La composizione base dell'acciaio è ferro (Fe) tipicamente combinato con carbonio (C) a livelli che vanno da dallo 0,05% al 2,0% in peso . Gli elementi leganti vengono quindi introdotti in percentuali controllate per modificare durezza, resistenza alla trazione, resistenza alla corrosione, tenacità o resistenza al calore a seconda dell'applicazione. Questa deliberata ingegneria della composizione è ciò che separa l’acciaio legato dal semplice acciaio al carbonio – ed è ciò che lo rende Forgiati in acciaio legato così apprezzato in settori esigenti come quello petrolifero e del gas, aerospaziale, automobilistico e dei macchinari pesanti.

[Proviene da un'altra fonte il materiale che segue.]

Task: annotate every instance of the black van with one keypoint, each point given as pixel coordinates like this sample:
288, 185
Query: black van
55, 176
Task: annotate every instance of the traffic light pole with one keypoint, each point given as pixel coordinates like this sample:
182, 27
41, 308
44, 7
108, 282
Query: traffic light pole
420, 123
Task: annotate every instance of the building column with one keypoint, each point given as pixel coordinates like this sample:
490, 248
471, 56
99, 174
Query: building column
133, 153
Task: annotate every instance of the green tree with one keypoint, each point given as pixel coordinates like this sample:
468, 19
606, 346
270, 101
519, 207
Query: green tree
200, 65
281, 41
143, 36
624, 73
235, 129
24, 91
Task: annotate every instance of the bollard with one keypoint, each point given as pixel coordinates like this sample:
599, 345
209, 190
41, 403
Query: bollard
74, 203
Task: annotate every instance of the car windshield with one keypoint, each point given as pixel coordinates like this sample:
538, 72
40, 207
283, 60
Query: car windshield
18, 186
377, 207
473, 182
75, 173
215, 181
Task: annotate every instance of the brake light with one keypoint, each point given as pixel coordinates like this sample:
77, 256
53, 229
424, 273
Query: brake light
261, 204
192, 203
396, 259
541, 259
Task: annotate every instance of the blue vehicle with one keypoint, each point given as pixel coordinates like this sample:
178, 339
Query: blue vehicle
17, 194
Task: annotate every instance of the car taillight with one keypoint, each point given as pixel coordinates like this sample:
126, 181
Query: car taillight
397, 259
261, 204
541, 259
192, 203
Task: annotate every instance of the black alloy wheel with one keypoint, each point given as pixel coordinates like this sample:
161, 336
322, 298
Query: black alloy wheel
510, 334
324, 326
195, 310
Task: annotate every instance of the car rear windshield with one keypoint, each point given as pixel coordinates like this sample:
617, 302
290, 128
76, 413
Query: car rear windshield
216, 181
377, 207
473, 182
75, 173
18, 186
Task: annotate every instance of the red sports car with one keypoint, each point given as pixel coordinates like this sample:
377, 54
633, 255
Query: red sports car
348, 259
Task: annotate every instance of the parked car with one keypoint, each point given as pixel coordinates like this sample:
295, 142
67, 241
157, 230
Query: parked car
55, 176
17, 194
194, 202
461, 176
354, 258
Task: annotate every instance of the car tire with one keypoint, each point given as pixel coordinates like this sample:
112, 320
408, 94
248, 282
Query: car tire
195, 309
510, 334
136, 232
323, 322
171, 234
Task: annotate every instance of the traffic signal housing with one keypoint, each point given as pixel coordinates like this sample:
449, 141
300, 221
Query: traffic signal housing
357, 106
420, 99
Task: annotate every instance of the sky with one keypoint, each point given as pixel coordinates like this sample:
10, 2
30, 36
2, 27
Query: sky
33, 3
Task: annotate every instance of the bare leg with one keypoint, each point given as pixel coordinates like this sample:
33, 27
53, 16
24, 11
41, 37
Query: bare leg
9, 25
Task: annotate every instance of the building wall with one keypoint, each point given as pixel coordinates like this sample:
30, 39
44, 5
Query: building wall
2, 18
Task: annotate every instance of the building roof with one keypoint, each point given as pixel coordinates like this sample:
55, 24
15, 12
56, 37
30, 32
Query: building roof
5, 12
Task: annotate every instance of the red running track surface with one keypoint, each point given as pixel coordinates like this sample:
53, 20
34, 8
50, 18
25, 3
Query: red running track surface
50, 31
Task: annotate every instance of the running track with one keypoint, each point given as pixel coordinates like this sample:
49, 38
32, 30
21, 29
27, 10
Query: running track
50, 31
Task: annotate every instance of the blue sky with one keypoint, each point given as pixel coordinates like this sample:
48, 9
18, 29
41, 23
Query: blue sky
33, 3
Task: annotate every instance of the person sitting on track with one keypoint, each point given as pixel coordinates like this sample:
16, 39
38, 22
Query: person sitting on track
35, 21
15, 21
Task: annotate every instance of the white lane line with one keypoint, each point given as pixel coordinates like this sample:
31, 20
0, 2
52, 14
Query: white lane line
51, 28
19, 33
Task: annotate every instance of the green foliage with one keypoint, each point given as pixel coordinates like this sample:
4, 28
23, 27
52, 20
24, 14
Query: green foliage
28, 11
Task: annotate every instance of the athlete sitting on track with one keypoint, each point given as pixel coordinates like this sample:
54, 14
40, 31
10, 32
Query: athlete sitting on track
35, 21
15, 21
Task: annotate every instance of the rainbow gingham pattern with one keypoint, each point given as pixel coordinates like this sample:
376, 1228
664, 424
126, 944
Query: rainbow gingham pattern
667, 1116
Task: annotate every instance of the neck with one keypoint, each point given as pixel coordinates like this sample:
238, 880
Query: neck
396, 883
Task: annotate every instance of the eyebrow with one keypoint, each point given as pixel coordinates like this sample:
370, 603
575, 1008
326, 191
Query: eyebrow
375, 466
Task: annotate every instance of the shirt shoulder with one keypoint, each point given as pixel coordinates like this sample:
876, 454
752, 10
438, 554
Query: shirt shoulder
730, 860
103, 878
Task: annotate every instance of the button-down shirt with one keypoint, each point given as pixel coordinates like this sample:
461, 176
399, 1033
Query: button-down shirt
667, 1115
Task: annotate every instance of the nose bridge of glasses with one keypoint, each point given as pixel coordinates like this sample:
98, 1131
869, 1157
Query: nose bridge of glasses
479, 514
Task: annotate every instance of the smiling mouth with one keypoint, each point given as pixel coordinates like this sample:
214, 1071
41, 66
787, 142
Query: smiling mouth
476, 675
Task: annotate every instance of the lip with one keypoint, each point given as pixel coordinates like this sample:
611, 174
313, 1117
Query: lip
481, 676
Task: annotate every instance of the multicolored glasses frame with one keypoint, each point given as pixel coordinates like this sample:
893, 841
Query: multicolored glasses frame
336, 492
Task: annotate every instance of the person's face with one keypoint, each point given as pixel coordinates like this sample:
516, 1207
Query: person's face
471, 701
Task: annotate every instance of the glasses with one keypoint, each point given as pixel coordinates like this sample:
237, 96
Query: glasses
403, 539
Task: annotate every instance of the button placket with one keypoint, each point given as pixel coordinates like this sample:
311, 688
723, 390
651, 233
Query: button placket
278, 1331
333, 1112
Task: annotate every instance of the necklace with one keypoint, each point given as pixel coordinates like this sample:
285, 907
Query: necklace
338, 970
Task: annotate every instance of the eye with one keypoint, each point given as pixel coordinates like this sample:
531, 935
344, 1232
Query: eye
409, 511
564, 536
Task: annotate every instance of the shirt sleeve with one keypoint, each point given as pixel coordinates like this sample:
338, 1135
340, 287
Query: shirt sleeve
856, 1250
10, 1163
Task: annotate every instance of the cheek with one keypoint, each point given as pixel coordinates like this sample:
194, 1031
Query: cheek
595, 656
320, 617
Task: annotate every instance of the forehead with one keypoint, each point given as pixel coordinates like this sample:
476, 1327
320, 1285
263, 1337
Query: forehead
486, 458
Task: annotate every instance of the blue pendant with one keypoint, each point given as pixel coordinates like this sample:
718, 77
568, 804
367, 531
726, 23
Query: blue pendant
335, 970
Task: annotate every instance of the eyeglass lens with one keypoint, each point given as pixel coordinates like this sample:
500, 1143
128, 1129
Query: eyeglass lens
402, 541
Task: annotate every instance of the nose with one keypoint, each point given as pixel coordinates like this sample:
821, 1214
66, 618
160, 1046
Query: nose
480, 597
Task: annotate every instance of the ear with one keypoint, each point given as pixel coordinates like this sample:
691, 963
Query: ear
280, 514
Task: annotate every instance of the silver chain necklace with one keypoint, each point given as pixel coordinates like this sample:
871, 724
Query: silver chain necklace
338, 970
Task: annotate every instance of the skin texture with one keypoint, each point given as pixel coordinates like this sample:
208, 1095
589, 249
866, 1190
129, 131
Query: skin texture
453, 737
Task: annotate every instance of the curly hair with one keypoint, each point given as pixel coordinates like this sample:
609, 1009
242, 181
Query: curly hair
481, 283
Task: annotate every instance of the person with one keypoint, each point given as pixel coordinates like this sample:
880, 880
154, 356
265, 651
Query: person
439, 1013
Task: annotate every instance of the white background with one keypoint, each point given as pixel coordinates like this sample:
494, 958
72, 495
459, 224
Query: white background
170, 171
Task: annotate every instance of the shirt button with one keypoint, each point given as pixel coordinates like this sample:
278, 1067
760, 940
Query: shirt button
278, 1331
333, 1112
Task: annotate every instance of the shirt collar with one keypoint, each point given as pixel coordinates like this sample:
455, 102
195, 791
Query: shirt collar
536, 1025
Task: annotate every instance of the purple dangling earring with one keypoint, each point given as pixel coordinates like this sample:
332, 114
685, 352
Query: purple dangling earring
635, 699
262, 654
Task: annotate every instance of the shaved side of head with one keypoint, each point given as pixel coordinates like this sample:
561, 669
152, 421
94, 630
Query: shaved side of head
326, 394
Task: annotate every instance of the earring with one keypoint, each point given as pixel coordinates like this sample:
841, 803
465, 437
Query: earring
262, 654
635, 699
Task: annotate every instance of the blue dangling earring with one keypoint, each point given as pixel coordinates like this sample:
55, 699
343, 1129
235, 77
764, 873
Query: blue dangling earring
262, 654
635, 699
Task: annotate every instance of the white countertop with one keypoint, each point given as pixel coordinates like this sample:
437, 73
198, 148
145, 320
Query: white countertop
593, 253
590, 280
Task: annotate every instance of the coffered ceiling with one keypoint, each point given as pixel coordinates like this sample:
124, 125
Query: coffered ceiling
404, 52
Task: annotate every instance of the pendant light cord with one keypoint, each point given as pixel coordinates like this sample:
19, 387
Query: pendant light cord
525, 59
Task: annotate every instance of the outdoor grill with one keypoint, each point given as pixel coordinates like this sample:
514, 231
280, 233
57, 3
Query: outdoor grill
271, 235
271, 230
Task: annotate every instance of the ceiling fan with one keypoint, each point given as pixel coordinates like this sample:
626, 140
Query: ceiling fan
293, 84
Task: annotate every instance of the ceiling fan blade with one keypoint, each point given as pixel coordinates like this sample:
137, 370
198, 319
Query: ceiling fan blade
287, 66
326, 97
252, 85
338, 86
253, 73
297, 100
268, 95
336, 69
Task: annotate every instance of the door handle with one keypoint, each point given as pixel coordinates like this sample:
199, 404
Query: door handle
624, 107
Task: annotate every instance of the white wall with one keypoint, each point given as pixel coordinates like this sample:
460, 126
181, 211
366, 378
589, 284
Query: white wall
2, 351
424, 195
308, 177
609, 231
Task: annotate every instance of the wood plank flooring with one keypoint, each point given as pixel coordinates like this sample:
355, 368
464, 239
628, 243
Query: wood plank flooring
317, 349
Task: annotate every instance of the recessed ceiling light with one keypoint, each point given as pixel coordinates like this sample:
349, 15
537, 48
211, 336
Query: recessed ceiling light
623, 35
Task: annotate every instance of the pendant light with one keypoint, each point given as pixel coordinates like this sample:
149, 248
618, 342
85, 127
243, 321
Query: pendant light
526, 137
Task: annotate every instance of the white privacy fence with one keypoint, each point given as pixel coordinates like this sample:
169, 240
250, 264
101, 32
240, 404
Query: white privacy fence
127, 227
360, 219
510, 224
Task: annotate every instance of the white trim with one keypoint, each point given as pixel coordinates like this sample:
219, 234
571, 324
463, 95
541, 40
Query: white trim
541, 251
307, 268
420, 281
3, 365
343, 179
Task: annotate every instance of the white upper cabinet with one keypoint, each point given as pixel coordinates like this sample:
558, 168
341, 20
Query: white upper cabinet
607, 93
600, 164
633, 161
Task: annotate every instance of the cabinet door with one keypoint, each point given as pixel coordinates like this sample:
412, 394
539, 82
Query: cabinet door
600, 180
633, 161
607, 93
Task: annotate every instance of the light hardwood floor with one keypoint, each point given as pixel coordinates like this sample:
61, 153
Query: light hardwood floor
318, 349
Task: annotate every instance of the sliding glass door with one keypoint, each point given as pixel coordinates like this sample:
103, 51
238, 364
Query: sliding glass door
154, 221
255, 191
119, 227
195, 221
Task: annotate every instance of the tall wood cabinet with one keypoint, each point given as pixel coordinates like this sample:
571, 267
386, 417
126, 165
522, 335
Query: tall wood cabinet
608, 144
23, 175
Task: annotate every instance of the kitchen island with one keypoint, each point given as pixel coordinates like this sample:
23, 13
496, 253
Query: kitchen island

Gli elementi fondamentali che compongono l'acciaio legato
Capire di cosa è fatto l'acciaio legato richiede di esaminarne gli elementi costitutivi elementari. Ogni elemento ha uno scopo: nessuno viene aggiunto senza una ragione calcolata.
Ferro (Fe)
Il metallo base primario. Il ferro fornisce la spina dorsale strutturale. Il ferro puro è relativamente morbido e duttile, motivo per cui vengono aggiunti carbonio e altri elementi leganti per aumentarne le prestazioni meccaniche. Il ferro tipicamente costituisce 97% o più della composizione totale nella maggior parte dei gradi di acciaio legato.
Carbonio (C)
L'elemento di lega più critico. Il contenuto di carbonio controlla direttamente la durezza e la resistenza alla trazione. Gli acciai bassolegati contengono carbonio nell'ordine di dallo 0,15% allo 0,50% . Un contenuto di carbonio più elevato aumenta la durezza ma riduce la saldabilità e la tenacità, richiedendo un attento equilibrio nelle applicazioni di forgiatura.
Cromo (Cr)
Aggiunto in importi da dallo 0,5% al 18% , il cromo migliora notevolmente la resistenza alla corrosione e la durezza. A livelli superiori al 10,5% l'acciaio diventa inossidabile. Nei pezzi fucinati di acciaio legato per applicazioni ad alta temperatura, il cromo stabilizza anche i carburi a temperature elevate, prevenendo il rammollimento sotto calore.
Nichel (Ni)
Il nichel migliora la tenacità, in particolare alle basse temperature, e migliora la resistenza alla corrosione. È comunemente usato in quantità di Dall'1% al 5% negli acciai legati strutturali. In combinazione con il cromo, il nichel crea alcuni degli acciai legati più resistenti agli urti disponibili per la forgiatura di recipienti a pressione e componenti di turbine.
Molibdeno (Mo)
Una delle aggiunte più apprezzate negli acciai legati ad alte prestazioni, il molibdeno, viene generalmente aggiunto dallo 0,15% all'1,0% . Migliora significativamente la temprabilità, la resistenza all'infragilimento da rinvenimento e la resistenza alle alte temperature. I pezzi fucinati di acciaio legato utilizzati nelle trivellazioni petrolifere e negli ambienti petrolchimici contengono quasi sempre molibdeno.
Manganese (Mn)
Il manganese contribuisce alla disossidazione durante la produzione dell'acciaio e migliora la temprabilità e la resistenza alla trazione. Neutralizza gli effetti nocivi dello zolfo formando solfuro di manganese invece di solfuro di ferro. I livelli in genere vanno da dallo 0,30% all'1,80% nelle qualità di acciaio legato standard.